The consistent pattern of Paul’s ministry demonstrates this distinction. He repeatedly contrasts:
- Jew and Greek.
- Circumcision and uncircumcision.
- Israel and the nations.
Those distinctions make no sense if “the nations” simply means Jews living outside Israel. Paul’s own language continually separates the two groups while proclaiming one gospel.
The practical consequences of the “Jews only” position are even more troubling. If God’s promises belong only to Jews, then what hope remains for everyone else? Must a Gentile somehow become Jewish before approaching God? Must someone first find a Jew in order to pray? Can we not come boldly to the Father through Jesus Christ Himself?
The contradiction grows even larger among those who also deny Christ’s preexistence or reject worship directed toward Him. If Christ cannot be worshiped and God’s promises belong only to Jews, then access to God effectively belongs to one ethnic nation rather than to the world. That stands in direct opposition to Paul’s proclamation that there is one God and one Mediator between God and mankind, the man Christ Jesus.
Some insist they are not minimizing faith, but their system does exactly that. Scripture says the blessings come through faith. Yet they argue that a person may possess that God-given faith and still remain outside those promises simply because he is not Jewish. In practice, ethnicity becomes the determining factor rather than faith. Jewish identity becomes everything.
This also creates another problem. Some argue that Paul’s letters no longer apply because the snatching away described in Thessalonians has already occurred. Yet Paul’s letters continually speak of realities that have plainly not yet happened. We have not put on immortality. Death has not been abolished. Creation has not been delivered from corruption.
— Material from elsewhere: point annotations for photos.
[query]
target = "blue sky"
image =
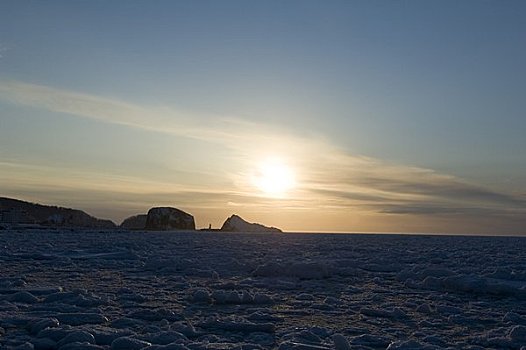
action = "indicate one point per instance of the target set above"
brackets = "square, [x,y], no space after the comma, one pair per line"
[171,102]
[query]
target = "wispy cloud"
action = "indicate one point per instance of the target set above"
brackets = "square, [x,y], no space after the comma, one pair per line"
[327,175]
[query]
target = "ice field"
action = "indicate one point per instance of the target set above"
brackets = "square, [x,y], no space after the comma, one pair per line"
[74,289]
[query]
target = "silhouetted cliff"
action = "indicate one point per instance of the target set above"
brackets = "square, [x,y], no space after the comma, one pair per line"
[15,211]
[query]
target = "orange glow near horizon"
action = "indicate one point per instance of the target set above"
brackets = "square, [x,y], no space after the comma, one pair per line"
[274,178]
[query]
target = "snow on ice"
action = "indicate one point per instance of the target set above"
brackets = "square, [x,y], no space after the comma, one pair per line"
[81,289]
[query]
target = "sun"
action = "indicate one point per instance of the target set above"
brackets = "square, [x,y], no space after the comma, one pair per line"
[274,178]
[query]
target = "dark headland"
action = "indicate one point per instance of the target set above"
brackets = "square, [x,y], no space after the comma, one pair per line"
[15,212]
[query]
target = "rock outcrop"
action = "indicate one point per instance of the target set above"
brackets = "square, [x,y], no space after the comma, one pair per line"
[237,224]
[14,211]
[136,222]
[167,218]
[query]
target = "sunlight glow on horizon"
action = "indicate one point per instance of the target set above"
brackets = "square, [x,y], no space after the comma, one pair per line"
[274,178]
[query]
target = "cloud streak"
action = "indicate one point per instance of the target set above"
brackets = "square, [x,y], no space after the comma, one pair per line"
[328,176]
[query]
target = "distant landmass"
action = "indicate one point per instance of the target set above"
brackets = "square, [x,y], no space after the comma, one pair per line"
[236,224]
[18,212]
[14,211]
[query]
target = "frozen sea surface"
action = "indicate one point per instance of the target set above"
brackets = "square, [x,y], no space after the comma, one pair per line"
[73,289]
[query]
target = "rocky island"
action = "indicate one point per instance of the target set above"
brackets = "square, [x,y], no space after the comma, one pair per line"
[14,212]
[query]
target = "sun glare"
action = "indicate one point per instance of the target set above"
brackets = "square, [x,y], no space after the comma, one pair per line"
[274,178]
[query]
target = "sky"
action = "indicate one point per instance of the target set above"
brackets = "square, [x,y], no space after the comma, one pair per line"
[323,116]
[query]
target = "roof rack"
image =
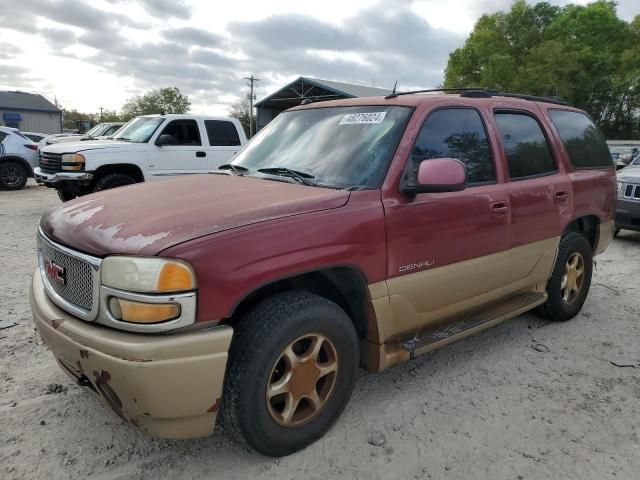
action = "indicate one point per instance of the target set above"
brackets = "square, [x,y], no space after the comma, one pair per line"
[484,92]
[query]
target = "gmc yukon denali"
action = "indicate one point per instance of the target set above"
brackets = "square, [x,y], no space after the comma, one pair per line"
[360,232]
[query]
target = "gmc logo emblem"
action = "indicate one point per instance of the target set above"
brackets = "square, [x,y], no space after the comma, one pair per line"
[55,272]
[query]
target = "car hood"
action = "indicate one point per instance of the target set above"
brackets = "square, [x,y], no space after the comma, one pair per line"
[147,218]
[629,174]
[83,145]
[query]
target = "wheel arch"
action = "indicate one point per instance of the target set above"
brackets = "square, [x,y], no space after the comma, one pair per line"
[134,171]
[587,225]
[20,160]
[344,285]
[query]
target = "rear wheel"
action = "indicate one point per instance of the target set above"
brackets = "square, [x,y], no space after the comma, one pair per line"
[13,176]
[113,180]
[291,371]
[569,284]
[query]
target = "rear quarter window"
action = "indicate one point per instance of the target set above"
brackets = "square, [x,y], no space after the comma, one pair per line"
[583,141]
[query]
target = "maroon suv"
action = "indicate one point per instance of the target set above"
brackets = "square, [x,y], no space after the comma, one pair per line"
[353,232]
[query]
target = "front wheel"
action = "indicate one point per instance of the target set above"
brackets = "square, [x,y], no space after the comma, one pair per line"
[292,367]
[569,284]
[13,176]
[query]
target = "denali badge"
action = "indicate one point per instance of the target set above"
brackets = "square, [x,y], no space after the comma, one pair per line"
[416,266]
[55,272]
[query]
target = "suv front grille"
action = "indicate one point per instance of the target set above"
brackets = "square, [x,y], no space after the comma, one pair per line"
[78,292]
[631,191]
[50,162]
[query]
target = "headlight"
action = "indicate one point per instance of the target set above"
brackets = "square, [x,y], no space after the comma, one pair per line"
[148,275]
[73,162]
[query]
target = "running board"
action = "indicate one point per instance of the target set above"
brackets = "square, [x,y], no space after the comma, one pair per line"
[430,338]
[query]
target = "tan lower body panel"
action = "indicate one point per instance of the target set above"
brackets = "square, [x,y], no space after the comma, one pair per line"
[169,385]
[605,235]
[432,298]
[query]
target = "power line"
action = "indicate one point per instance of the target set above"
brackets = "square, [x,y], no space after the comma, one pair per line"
[252,80]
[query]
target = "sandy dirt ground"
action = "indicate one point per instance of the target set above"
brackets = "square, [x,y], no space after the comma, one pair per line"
[488,407]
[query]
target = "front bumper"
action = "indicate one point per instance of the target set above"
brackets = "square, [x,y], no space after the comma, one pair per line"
[168,385]
[628,214]
[59,177]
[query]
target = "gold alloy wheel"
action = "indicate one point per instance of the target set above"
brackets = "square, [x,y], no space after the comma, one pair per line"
[302,380]
[573,278]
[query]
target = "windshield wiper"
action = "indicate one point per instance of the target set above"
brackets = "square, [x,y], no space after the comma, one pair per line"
[237,169]
[301,177]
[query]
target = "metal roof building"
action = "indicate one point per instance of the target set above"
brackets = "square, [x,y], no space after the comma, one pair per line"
[313,89]
[29,112]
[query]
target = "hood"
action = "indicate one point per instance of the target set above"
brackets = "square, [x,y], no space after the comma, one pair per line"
[629,174]
[82,145]
[147,218]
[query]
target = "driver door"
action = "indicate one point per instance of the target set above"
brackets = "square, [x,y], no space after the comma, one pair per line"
[183,156]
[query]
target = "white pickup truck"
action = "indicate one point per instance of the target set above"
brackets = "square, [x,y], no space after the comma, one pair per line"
[148,148]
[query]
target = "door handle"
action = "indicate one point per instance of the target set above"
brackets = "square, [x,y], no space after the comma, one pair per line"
[499,209]
[561,196]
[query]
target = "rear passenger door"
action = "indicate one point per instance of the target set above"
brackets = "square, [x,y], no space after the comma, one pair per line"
[184,156]
[539,192]
[223,142]
[447,252]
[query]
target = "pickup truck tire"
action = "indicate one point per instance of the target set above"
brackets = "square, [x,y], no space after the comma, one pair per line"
[265,358]
[113,180]
[569,284]
[13,176]
[65,195]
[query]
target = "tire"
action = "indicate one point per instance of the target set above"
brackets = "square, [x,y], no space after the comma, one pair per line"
[65,195]
[13,176]
[564,303]
[257,361]
[113,180]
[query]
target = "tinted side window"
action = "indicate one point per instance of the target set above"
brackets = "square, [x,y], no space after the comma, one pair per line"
[582,139]
[525,145]
[185,132]
[456,133]
[222,133]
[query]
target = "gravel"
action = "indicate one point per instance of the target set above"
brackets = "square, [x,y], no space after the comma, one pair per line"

Christ has not yet subjected all things so that God may be all in all. As long as those promises remain future, Paul’s letters remain relevant to those who await their fulfillment.
Consider also the Philippian jailer. When he asked Paul and Silas,
“Sirs, what must I do to be saved?”
they did not ask about his ancestry. They did not require him to become Jewish. They did not tell him to seek Israel first.
Their answer was simple:
“Believe on the Lord Jesus Christ, and thou shalt be saved.”
Faith—not ethnicity—was Paul’s answer.
Finally, notice how Paul grounds his gospel. He does not end with Abraham or Israel. He repeatedly goes back to Adam. In Romans 5, he explains that just as condemnation came upon all through one man, justification comes through one man. In 1 Corinthians 15 he declares:
“For as in Adam all die, even so in Christ shall all be made alive.”
Paul begins with the first man because Christ’s work addresses the problem introduced through Adam. Adam represents humanity. Therefore Christ’s victory is presented as God’s answer for humanity.
The gospel Paul received from the risen Christ does not diminish Israel’s role in God’s plan. Rather, it reveals the larger purpose that Israel’s calling always anticipated. God’s grace extends beyond one nation because Christ died and rose again for the world. The promises are received through faith, not through ethnicity, and Paul’s gospel consistently points from Adam to Christ—from the fall of all mankind to the reconciliation of all mankind according to God’s purpose and timing.